12th Annual IEEE/ACM International Symposium on Code Generation and Optimization, CGO 14
Orlando, FL, USA, February 15--19, 2014
Programming heterogeneous computing systems with Graphics Processing Units (GPU) and multi-core CPUs in them is complex and time-consuming. OpenCL has emerged as an attractive programming framework for heterogeneous systems. But utilizing multiple devices in OpenCL is a challenge because it requires the programmer to explicitly map data and computation to each device. The problem becomes even more complex if the same OpenCL kernel has to be executed synergistically using multiple devices, as the relative execution time of the kernel on different devices can vary significantly, making it difficult to determine the work partitioning across these devices a priori.
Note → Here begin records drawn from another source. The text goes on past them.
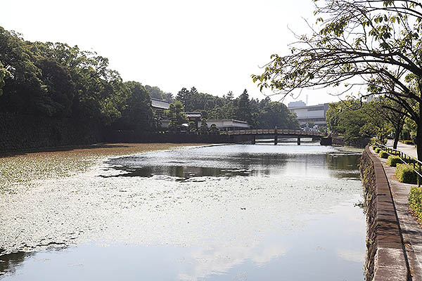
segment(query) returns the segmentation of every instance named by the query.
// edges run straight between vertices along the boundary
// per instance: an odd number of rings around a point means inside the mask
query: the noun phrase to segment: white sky
[[[312,0],[13,0],[1,6],[0,25],[26,40],[95,51],[124,81],[174,95],[194,86],[219,96],[247,89],[263,98],[250,75],[261,73],[271,54],[288,53],[295,41],[288,28],[303,34],[303,18],[315,22]],[[338,100],[310,89],[298,99],[306,94],[309,105]]]

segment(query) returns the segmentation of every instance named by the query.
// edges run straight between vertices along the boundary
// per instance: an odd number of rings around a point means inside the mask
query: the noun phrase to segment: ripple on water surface
[[[13,280],[362,280],[359,155],[224,145],[40,181],[0,200],[0,249],[18,252],[0,257],[0,271]]]

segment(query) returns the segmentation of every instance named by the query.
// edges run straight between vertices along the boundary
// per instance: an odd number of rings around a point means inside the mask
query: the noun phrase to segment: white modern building
[[[303,103],[303,102],[302,102]],[[316,105],[295,106],[298,103],[290,103],[288,109],[298,116],[298,120],[300,125],[312,122],[316,125],[326,125],[326,113],[328,110],[328,103],[321,103]],[[305,103],[303,103],[305,104]],[[292,106],[293,105],[293,106]]]
[[[208,128],[213,124],[220,131],[242,130],[250,128],[249,124],[245,121],[235,120],[233,119],[210,119],[207,120]]]

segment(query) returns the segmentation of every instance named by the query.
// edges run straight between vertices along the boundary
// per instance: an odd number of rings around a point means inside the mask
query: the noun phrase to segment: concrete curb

Also, after each kernel execution, a coherent version of the data needs to be established. In this work, we present FluidiCL, an OpenCL runtime that takes a program written for a single device and uses both the CPU and the GPU to execute it. Since we consider a setup with devices having discrete address spaces, our solution ensures that execution of OpenCL work-groups on devices is adjusted by taking into account the overheads for data management. The data transfers and data merging needed to ensure coherence are handled transparently without requiring any effort from the programmer. FluidiCL also does not require prior training or profiling and is completely portable across different machines. Across a set of diverse benchmarks having multiple kernels, our runtime shows a geomean speedup of nearly 64% over a high-end GPU and 88% over a 4- core CPU. In all benchmarks, performance of our runtime comes to within 13% of the best of the two devices.